LSO Wind Ensemble
Biography LSO Wind Ensemble
LSO Wind Ensemble
This is the second release in the Society of Sound project to highlight the work of individuals and groups within the LSO.
Until recently, all LSO recordings released by the Society of Sound have been from the existing LSO Live catalogue. The Gran Partita is the second release in a series of recordings, sponsored by B&W, which will initially be available exclusively to members of The Society of Sound.
This project is also an important development for the LSO and LSO Live. LSO principal players are all exceptional soloists and we have been looking for a way to celebrate this on record. B&W’s offer to sponsor a series of chamber music recordings has provided the perfect solution and this release highlights the LSO wind group in one of the most challenging pieces in the wind ensemble repertoire.
In the 1984 film ‘Amadeus’ Antonio Salieri’s first encounter with Mozart is at a performance of the ‘Gran Partita’. Mozart’s vulgar reputation had not impressed Salieri before the performance, but as he looks at the music on the page, he is astonished by the beauty of the solo oboe's entry in the famous Adagio, followed by the lucidity of the clarinet's line, leading him to say, “This was no composition by a performing monkey. This was a music I'd never heard. Filled with such longing, such unfulfillable longing.

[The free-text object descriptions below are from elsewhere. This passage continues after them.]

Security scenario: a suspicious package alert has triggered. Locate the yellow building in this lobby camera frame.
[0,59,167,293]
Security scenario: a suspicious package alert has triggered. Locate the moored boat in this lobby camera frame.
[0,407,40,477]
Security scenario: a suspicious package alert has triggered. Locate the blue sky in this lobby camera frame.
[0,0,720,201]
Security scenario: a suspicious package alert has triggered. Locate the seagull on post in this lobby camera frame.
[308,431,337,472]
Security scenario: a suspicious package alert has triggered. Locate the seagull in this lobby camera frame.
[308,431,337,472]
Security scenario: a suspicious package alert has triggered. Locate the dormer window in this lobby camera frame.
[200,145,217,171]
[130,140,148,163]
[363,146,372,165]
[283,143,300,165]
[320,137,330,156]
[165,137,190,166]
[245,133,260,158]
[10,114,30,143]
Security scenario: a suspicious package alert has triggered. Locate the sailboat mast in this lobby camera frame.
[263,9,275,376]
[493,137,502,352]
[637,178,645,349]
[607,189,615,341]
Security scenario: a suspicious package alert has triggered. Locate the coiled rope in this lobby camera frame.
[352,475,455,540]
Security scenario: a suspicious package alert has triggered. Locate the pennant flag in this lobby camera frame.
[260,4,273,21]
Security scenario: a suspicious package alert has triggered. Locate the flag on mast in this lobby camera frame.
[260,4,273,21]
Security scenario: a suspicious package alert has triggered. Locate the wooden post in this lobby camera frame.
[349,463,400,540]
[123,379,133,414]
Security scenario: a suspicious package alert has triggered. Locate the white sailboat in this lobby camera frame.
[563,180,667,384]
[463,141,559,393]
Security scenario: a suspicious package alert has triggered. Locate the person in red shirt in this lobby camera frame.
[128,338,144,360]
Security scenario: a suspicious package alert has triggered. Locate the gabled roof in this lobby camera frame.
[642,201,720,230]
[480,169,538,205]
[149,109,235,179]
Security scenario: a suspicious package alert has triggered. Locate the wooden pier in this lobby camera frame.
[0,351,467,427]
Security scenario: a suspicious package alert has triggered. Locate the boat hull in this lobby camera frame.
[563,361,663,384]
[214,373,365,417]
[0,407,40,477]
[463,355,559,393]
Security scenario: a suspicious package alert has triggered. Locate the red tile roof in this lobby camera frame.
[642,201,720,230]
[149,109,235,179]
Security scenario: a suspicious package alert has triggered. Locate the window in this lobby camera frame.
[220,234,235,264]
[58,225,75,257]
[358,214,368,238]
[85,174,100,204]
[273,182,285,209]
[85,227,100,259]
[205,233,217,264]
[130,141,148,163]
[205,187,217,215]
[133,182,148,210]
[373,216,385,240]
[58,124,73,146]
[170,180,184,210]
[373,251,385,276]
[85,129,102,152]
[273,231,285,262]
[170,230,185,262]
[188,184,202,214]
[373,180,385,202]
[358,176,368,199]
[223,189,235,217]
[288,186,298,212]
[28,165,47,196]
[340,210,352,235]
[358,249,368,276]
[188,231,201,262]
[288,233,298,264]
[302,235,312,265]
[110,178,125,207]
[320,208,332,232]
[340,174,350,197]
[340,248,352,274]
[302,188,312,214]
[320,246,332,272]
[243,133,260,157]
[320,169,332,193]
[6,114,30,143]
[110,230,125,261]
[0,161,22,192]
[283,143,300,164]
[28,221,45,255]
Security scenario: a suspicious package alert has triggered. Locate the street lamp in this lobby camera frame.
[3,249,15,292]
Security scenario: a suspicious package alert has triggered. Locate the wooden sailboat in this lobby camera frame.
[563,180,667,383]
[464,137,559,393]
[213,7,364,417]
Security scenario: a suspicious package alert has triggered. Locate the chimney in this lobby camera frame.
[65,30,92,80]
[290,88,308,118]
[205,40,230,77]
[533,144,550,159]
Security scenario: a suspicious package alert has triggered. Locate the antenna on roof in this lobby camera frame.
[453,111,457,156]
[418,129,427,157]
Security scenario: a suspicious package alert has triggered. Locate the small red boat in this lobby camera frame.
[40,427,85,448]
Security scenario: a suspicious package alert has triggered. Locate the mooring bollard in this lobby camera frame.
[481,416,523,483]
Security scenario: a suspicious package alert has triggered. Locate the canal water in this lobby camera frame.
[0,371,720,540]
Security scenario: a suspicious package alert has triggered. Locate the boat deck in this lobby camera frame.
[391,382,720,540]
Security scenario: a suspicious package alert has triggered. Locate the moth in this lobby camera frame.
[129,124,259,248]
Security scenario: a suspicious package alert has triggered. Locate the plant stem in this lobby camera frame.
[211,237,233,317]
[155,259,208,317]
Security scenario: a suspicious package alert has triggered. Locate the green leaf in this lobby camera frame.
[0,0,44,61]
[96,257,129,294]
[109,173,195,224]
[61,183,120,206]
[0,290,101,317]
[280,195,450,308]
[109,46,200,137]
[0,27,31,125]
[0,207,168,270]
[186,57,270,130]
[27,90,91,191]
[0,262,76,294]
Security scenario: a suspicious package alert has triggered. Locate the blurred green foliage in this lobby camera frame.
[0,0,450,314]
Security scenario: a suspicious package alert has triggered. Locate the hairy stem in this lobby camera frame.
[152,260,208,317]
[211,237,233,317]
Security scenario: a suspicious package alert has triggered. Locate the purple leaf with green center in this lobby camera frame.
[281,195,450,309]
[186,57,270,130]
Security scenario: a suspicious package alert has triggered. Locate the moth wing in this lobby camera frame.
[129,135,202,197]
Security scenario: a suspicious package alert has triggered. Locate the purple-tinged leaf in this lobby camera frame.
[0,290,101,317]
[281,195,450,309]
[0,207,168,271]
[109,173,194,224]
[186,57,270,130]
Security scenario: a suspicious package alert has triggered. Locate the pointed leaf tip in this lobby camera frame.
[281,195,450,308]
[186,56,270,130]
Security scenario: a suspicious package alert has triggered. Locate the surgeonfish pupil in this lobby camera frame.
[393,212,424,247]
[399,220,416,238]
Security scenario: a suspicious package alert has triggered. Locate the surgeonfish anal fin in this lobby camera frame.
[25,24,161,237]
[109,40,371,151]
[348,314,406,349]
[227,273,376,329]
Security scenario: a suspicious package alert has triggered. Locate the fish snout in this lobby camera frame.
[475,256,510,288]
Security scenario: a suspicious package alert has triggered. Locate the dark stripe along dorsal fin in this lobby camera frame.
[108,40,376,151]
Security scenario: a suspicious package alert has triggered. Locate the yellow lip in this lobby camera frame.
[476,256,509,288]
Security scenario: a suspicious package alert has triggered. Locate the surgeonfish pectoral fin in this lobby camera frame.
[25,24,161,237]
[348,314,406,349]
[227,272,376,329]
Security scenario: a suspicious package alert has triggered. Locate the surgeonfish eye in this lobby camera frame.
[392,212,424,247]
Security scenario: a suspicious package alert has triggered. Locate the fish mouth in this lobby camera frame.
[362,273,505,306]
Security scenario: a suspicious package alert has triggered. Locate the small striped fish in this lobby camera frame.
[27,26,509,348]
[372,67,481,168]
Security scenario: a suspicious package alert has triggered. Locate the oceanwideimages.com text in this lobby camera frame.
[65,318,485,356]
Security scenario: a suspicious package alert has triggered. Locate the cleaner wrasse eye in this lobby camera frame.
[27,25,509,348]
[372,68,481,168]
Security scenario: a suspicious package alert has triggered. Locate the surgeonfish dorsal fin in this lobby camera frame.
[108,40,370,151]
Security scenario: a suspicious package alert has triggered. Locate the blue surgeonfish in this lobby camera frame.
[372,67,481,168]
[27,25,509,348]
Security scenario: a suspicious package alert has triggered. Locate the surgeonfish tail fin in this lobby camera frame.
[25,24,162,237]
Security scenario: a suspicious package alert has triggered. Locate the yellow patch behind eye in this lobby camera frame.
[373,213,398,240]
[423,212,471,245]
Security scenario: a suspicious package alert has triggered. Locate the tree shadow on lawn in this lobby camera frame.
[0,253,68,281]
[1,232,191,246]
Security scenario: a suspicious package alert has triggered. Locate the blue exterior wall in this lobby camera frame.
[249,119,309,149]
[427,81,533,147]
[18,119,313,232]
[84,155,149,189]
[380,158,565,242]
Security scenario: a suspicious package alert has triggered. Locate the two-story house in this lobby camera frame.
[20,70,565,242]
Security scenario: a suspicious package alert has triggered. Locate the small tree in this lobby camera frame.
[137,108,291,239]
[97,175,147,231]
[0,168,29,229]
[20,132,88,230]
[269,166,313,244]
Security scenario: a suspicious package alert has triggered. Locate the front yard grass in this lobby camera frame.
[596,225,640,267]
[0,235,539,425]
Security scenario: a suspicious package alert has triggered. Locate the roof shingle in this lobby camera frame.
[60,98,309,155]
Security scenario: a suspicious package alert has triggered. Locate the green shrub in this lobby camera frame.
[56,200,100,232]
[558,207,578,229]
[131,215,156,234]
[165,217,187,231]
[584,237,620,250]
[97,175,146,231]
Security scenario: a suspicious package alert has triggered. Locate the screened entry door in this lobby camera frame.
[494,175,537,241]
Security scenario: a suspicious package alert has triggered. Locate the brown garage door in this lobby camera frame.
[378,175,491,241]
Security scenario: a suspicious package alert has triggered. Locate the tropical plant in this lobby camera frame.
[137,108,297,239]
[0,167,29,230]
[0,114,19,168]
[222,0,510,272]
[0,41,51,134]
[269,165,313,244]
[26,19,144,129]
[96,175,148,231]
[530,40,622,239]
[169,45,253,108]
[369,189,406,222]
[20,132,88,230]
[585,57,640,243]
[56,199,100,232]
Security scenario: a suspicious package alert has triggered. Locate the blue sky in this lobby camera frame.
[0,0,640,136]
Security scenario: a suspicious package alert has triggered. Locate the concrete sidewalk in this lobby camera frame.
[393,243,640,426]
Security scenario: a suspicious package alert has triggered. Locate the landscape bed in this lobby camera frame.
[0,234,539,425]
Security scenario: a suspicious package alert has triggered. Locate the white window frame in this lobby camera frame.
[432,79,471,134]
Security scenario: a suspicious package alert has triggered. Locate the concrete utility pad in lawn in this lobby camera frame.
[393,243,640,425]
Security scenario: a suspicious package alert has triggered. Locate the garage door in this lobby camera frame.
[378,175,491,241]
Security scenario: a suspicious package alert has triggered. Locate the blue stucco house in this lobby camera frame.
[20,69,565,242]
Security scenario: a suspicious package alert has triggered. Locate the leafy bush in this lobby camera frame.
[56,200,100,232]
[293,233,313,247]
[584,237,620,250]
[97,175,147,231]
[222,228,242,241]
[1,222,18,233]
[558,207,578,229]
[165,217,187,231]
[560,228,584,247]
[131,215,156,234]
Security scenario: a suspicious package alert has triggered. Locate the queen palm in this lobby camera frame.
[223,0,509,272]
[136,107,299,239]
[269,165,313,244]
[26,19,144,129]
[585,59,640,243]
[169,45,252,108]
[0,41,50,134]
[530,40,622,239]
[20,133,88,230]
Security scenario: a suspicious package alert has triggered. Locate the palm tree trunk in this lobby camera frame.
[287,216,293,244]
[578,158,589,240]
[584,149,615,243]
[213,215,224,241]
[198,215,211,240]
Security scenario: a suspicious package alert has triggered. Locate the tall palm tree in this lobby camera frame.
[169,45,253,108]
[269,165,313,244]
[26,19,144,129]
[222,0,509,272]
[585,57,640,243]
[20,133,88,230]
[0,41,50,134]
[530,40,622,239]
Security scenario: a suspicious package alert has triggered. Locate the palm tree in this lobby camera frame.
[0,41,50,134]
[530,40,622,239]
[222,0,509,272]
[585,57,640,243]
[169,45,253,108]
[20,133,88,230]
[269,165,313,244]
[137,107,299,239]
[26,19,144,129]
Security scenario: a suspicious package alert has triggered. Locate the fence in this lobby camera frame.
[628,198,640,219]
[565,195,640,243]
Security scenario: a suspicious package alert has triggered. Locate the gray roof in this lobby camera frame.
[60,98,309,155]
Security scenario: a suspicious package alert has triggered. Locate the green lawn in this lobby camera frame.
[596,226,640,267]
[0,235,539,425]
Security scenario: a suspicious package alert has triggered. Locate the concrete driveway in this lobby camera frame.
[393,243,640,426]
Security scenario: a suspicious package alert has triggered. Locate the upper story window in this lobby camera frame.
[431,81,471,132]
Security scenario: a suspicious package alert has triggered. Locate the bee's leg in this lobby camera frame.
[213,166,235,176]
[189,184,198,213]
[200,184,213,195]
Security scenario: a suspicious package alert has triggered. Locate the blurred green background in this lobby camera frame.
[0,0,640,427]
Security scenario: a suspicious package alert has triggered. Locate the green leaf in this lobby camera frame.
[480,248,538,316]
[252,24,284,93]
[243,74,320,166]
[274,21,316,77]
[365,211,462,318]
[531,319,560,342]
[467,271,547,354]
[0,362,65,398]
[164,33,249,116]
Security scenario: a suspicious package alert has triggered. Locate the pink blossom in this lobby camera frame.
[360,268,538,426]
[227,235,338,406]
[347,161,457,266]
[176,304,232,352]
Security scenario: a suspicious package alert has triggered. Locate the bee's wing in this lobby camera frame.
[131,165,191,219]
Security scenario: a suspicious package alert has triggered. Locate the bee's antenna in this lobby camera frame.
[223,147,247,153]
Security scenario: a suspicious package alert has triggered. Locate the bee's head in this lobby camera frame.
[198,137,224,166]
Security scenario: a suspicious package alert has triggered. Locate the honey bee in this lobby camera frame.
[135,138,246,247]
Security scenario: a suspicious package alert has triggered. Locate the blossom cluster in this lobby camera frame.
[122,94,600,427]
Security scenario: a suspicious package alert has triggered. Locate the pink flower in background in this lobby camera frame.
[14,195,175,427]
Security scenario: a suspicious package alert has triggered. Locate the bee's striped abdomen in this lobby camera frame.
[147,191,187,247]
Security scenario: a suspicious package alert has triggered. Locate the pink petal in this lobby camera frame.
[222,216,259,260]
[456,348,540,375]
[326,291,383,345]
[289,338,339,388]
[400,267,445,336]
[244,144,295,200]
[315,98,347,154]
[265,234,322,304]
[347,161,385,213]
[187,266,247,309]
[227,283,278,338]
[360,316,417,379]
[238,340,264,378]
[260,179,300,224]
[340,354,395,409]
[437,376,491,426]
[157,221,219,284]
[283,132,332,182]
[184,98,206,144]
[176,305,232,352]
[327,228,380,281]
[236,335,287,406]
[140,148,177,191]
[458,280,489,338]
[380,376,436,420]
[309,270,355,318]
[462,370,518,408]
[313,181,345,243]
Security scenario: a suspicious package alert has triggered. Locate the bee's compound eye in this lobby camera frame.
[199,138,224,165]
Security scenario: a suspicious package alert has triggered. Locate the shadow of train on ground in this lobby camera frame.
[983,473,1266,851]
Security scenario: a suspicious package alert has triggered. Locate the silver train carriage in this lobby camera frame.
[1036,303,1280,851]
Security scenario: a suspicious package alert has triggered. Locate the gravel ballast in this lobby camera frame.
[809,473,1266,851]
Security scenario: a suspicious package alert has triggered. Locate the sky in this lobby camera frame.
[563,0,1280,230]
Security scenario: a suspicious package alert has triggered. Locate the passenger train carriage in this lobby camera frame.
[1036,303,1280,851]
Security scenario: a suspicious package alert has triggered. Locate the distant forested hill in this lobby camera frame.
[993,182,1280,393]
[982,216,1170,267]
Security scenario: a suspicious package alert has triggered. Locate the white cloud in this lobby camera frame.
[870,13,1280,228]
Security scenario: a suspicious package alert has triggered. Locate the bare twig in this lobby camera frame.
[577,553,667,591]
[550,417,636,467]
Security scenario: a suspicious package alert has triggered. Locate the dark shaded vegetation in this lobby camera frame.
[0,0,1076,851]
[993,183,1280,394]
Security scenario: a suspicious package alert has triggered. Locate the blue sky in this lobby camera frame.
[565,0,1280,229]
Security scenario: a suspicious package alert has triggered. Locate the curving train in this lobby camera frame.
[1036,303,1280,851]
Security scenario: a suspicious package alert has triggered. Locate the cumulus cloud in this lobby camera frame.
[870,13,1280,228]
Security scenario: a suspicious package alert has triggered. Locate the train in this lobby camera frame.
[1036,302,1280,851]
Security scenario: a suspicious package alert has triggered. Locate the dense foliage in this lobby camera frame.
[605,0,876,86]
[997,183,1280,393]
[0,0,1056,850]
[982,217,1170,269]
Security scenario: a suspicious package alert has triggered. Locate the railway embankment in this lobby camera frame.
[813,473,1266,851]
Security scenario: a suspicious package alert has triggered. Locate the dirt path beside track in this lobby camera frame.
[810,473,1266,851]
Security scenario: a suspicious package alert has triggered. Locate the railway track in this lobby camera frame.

It seemed to me that I was hearing the voice of God.” It is at this point that Salieri first questions how God could choose a vulgar man like Mozart as his voice. This question is an important theme of Peter Schaffer’s play on which the film is based.
The godlike quality of Mozart’s greatest music is often discussed and seldom resolved. Einstein found Mozart’s music so pure, and yet so profound, that it seemed to him the stuff that holds together the universe. To Pierre Boulez it was either ‘beyond imagining’ or ‘trivial’, possibly why he didn’t record much Mozart, although he did record the ‘Gran Partita’ coupled – somewhat strangely – with the Berg ‘Chamber Concerto’.
The glue that binds the universe or trivia, the LSO wind ensemble has played this extraordinary piece all over the world and their long familiarity with it shows in this recording, made in LSO St Lukes on October 31st 2015. Thanks to the players for their skill and musicianship and to B&W for the vision to make the recording possible.